Wowzers Tony, now I don't feel so bad for smoking a fake Cuban or two...damn!!!

+1 and a bump but I gotta spread it around before hitting you again.


----------



## Zogg (Aug 31, 2010)

wow P:


----------



## bdw1984 (May 6, 2009)

Great post


----------



## Tarks (Mar 3, 2009)

I am actually surprised they didn't notice this at the time of smoking them. Shit happens though, a drink turns into a bottle and the rest is history! 

Thanks for sharing Tony.


----------



## Rock31 (Sep 30, 2010)

That's crazy, thanks for the link Tony!


----------



## BDog (Oct 19, 2010)

I always try and confirm with the Puff peanut gallery any suspect ISOM smokes before I indulge.


----------



## Cigary (Oct 19, 2007)

Holy Crap...I guess being anal retentive does have it's advantages as I check things to the point of exhaustion. Tony...you just gave me continued reasons for being AR...lol


----------



## Oldmso54 (Jul 31, 2010)

Sheesh - makes me not want to dip my toe into the CC pool and just stick with NC's - don't know what to think now....


----------



## bdw1984 (May 6, 2009)

Oldmso54 said:


> Sheesh - makes me not want to dip my toe into the CC pool and just stick with NC's - don't know what to think now....


Don't let one scumbag ruin your experience. There are numerous reliable vendors and BOTL on the internet. If you have a question or feel uncertain, ask. That's what this place is all about!


----------



## TonyBrooklyn (Jan 28, 2010)

Really hard to believe that it could slip by Nino like that. I mean this guy has seen/smoked so many cigars. :caked:


----------



## HydroRaven (Oct 10, 2010)

TonyBrooklyn said:


> Really hard to believe that it could slip by Nino like that. I mean this guy has seen/smoked so many cigars. :caked:


I was shocked! And what surprised me the most was the obvious telltale sign. It wasn't something overly complicated: Cohiba didn't have any LE in 2005. Nothing a 5 minute search on Google couldn't have solved :nod:


----------



## bpegler (Mar 30, 2006)

TonyBrooklyn said:


> Really hard to believe that it could slip by Nino like that. I mean this guy has seen/smoked so many cigars. :caked:


Yeah, but that wasn't his first cigar of the night. Nor, as was suggested earlier, was it his first drinky-poo.
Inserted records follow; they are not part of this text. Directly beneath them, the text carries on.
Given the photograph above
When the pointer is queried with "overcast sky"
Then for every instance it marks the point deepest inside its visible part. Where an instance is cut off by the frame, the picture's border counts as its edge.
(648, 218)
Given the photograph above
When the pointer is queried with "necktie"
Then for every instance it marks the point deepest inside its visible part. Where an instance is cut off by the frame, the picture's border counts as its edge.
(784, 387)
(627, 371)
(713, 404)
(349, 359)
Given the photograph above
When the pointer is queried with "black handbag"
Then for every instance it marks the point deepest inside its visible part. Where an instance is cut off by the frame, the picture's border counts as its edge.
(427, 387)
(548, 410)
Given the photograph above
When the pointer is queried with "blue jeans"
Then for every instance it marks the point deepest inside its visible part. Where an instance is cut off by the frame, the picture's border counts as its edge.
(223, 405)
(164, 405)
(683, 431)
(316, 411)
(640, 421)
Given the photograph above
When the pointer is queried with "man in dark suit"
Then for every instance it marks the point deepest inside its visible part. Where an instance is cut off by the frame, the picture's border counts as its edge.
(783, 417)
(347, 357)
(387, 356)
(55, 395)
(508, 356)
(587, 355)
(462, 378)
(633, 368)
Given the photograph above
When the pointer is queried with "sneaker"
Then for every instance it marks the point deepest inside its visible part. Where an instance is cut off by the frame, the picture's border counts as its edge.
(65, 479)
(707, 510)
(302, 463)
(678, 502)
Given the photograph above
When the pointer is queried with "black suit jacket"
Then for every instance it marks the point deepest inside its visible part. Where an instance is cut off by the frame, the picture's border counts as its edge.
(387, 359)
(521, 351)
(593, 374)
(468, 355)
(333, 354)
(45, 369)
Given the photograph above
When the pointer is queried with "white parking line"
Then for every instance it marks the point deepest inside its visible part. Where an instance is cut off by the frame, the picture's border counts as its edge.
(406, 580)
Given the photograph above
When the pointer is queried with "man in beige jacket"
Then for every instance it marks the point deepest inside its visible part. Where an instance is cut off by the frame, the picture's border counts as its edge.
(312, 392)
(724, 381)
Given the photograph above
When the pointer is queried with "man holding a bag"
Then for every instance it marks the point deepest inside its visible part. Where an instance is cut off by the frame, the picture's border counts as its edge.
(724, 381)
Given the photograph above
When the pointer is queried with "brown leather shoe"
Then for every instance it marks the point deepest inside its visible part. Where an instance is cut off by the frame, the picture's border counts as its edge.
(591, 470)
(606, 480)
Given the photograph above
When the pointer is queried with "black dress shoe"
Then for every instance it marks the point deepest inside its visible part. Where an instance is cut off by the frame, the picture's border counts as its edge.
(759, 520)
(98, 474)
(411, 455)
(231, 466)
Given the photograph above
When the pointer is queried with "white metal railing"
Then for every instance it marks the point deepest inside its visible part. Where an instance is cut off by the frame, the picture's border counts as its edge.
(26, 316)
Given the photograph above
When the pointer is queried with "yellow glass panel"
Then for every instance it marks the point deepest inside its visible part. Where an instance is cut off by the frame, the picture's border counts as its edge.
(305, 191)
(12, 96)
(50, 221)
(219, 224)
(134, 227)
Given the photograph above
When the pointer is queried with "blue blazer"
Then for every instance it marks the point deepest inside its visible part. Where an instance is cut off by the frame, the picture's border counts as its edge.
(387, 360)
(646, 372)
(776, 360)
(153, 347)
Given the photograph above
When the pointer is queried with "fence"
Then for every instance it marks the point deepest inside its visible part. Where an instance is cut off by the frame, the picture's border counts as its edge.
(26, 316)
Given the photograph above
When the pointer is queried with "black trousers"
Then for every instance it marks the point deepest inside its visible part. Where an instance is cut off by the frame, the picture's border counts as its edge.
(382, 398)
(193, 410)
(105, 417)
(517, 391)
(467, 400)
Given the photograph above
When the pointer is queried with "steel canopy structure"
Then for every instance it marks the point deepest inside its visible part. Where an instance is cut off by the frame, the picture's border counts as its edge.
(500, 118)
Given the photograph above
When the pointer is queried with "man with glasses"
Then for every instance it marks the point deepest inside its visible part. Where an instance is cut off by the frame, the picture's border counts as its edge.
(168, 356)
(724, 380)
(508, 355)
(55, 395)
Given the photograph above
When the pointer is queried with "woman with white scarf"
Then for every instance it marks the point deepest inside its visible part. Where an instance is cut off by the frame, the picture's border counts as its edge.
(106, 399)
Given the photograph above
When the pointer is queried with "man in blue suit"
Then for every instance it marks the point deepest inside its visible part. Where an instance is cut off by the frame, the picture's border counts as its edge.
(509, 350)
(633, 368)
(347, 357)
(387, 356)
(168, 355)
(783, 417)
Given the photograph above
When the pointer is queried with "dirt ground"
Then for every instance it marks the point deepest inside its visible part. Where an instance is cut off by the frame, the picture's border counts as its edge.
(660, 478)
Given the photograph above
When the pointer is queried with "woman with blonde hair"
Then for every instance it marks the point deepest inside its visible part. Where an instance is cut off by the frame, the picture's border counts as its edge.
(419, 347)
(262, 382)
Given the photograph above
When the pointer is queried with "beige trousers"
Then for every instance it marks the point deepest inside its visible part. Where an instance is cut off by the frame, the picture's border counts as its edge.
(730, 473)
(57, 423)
I do hope that any of our BOTLs who were recently taken take some consolation in this story.

That box cost WAY more than any 5er...


----------



## TonyBrooklyn (Jan 28, 2010)

HydroRaven said:


> I was shocked! And what surprised me the most was the obvious telltale sign. It wasn't something overly complicated: Cohiba didn't have any LE in 2005. Nothing a 5 minute search on Google couldn't have solved :nod:


_Agreed i mean it was so obvious a novice maybe but this guy! _



bpegler said:


> Yeah, but that wasn't his first cigar of the night. Nor, as was suggested earlier, was it his first drinky-poo.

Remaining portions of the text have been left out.